United States or Mongolia ? Vote for the TOP Country of the Week !


In Uliassutai I knew two Bobroffs. I said to Kanine that I had been asked to hand a letter personally to Bobroff and, after finishing my tea, put on my overcoat and went out. The house of Bobroff stood in a deep sink in the mountains, surrounded by a high fence over which the low roofs of the houses could be seen. A light shone through the window. I knocked at the gate.

When he answered that these belonged to his host, I realized that Kanine was not so poor as he made out; for any rich Mongol would have given him in exchange for one of these lovely animals enough sheep to have kept his household in mutton for a whole year.

"Well, what yarns did Bobroff tell you about us?" was the question with which Kanine and Gorokoff met me when I came back to the station. "Nothing about you," I answered, "because he did not even want to speak with me when he found out that I was staying in your house.
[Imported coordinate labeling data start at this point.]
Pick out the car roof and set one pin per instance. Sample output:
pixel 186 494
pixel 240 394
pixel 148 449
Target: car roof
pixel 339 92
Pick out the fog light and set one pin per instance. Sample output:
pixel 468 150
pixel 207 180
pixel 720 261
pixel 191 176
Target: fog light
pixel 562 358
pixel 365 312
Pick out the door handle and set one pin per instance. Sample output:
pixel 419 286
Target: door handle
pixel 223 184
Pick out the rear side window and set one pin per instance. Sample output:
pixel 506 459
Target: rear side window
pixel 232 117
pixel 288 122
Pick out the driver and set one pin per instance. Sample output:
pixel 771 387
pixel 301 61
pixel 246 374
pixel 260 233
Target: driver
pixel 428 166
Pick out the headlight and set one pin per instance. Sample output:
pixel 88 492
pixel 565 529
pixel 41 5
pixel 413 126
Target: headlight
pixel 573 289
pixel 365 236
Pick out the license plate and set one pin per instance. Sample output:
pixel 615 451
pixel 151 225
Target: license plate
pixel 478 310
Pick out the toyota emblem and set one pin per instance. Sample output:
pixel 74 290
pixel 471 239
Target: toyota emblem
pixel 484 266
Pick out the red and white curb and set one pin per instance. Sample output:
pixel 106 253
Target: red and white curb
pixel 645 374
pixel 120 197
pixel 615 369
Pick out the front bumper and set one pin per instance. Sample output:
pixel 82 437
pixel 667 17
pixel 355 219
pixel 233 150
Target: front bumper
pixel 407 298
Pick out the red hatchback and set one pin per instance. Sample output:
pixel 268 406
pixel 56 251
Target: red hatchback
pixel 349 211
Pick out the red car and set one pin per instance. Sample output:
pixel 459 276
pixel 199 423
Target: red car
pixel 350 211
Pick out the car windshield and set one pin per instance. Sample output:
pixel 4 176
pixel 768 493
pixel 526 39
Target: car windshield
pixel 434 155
What is the trouble between you?" I asked of them, expressing complete astonishment on my face.

The wife of Kanine, a pale, young, exhausted-looking woman with frightened eyes and a face distorted by fear, was also there and near her a young girl of fifteen with cropped hair and dressed like a man, as well as the two small sons of Kanine. We made acquaintance with all of them.

During the conversation we asked Kanine if there were Russian colonists near by, to which he answered with knitted brow and a look of disgust on his face: "There is one rich old man, Bobroff, who lives a verst away from our station; but I would not advise you to visit him. He is a miserly, inhospitable old fellow who does not like guests."

My friend and I entirely lost our usual strength of spirit and healthy frame of mind. Kanine persistently brooded and thought while the impudent woman laughed, smoked and joked with the soldiers and several of our companions. At last we crossed the Jagisstai and in a few hours descried at first the fortress and then the low adobe houses huddled on the plain, which we knew to be Uliassutai.

"I would have shot both Kanine and the wife of Pouzikoff but I was sorry for Kanine's wife and children and I haven't learned the lesson of shooting women. Now I shall send them along with you under the surveillance of my soldiers to Uliassutai. The same result will come, for the Mongols who try them for the murder will surely kill them."

"'My husband and I are Bolshevik commissars and we have been sent to find out how many White officers are hidden in Mongolia. But the old fellow Bobroff knew us. We wanted to go away but Kanine kept us, telling us that Bobroff was rich and that he had for a long time wanted to kill him and pillage his place. We agreed to join him. We decoyed the young Bobroff to come and play cards with us.

The Bobroffs are killed and their house burned." I could not keep back a cry of horror. The Lieutenant continued: "Kanine and the Pouzikoffs killed them, pillaged the place and afterwards burned the house with their dead bodies in it. Do you want to see it?" My friend and I went with the Lieutenant and looked over the ominous site.

As we approached the telegraph station, we were met by a blonde young man who was in charge of the office, Kanine by name. With some little confusion he offered us a place in his house for the night. When we entered the room, a tall, lanky man rose from the table and indecisively walked toward us, looking very attentively at us the while. "Guests . . ." explained Kanine.